Recently I contacted Eric Belsky, Director of the Joint Center for Housing Studies (JCHS) at Harvard University, to discuss the reliability of quantitative methods in the wake of the mortgage crisis of 2008. We had no sooner sat down in his sunny office in Harvard Square when the issue of modeling came up. I had a list of other issues I wanted to discuss, but this subject kept coming up, and so I went with it.
The term “modeling” refers to a quantitative set of techniques that helps financial institutions assess risk. In the case of mortgages, this means the risk involved when buying a home, both to the financial lender and the borrower. Ideally, the risk for both parties would be determined as less than the expected payoff.
“Every financial body,” Belsky explained, echoing an article he published on the subject, “tries to model performance. I don’t think this will ever leave the system and I don’t think it ever should.”
But quantitative risk assessment lost face in the mortgage crisis of 2008. If it had failed to predict such a calamity, how can we ever trust this method ever again?
The answer, for Belsky, is in modifying these models rather than discarding them completely. Most importantly, the assumptions that inform them have undergone a radical change. Before 2008, a major downturn in the housing market was generally thought to be impossible — or at least highly unlikely. Now, no one in housing finance will see things again in the same light. The 2008 mortgage crisis, according to Belsky, “created an historical record of a big, ugly meltdown… modeling around assumptions that housing would not decline significantly was misguided.”
The effects of such a change in modeling could be dramatic. First, for consumers, assuming higher risk from the outset would ensure that they would provide them with a buffer in the case of a severe downturn. Conversely, they would place themselves in a better position to take advantage of the opposite scenario. Although planning with more risk in mind would mean higher mortgage rates, this additional cost would pay off in the long term.
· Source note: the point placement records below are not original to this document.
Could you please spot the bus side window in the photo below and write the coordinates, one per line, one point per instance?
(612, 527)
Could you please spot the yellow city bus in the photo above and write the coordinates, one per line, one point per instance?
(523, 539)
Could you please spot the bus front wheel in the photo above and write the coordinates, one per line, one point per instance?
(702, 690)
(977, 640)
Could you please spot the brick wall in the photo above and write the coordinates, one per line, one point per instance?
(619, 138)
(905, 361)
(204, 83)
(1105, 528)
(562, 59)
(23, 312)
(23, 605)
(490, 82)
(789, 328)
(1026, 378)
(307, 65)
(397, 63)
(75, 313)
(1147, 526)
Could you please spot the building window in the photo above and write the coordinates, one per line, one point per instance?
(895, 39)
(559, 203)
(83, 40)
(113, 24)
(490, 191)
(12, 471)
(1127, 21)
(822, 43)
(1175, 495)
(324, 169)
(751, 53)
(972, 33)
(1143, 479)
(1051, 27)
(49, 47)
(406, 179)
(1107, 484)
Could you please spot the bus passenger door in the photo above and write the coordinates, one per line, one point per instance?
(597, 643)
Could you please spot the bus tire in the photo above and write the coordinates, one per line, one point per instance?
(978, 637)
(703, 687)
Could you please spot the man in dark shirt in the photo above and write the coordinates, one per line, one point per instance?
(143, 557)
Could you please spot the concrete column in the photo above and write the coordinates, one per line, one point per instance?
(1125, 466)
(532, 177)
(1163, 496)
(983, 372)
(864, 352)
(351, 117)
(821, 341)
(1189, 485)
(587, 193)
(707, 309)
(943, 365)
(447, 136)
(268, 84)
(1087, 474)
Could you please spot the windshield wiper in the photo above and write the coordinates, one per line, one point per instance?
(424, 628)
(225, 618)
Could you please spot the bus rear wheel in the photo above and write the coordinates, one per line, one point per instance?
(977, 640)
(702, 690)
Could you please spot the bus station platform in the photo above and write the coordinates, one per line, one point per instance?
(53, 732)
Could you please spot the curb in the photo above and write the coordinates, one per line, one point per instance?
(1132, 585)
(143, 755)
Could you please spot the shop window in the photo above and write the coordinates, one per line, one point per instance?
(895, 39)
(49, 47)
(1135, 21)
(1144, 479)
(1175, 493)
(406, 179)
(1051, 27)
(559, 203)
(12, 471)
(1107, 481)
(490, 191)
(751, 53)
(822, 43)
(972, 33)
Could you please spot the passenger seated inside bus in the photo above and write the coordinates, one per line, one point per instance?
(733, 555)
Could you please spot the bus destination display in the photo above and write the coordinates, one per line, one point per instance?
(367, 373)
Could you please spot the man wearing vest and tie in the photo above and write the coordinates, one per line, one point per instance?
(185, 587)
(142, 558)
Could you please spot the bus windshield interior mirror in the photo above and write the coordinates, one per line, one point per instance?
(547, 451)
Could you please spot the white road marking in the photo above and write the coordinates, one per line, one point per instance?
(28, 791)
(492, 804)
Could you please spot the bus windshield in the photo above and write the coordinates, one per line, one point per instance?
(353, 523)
Another positive effect could be to restore faith and trust in the financial system as a whole — which is crucial for the housing market’s recovery. After 2008, an enormous amount of skepticism has emerged about the accuracy of prices. This, in turn, has led to a tightening of underwriting standards.
But what about the potentially negative effects of this change? Belsky rightly worries about the impact of new risk assessment models on low-income urban communities. As the financial industry increases its standards, low and low to middle-income groups are becoming modern-day untouchables. “This is the social question,” Belsky added, “the urban question. What we worry about now is the effects of overcorrection.”
If low-income communities bore the brunt of the effects of the mortgage crisis, then, it seems that they may also be the victims of its solution.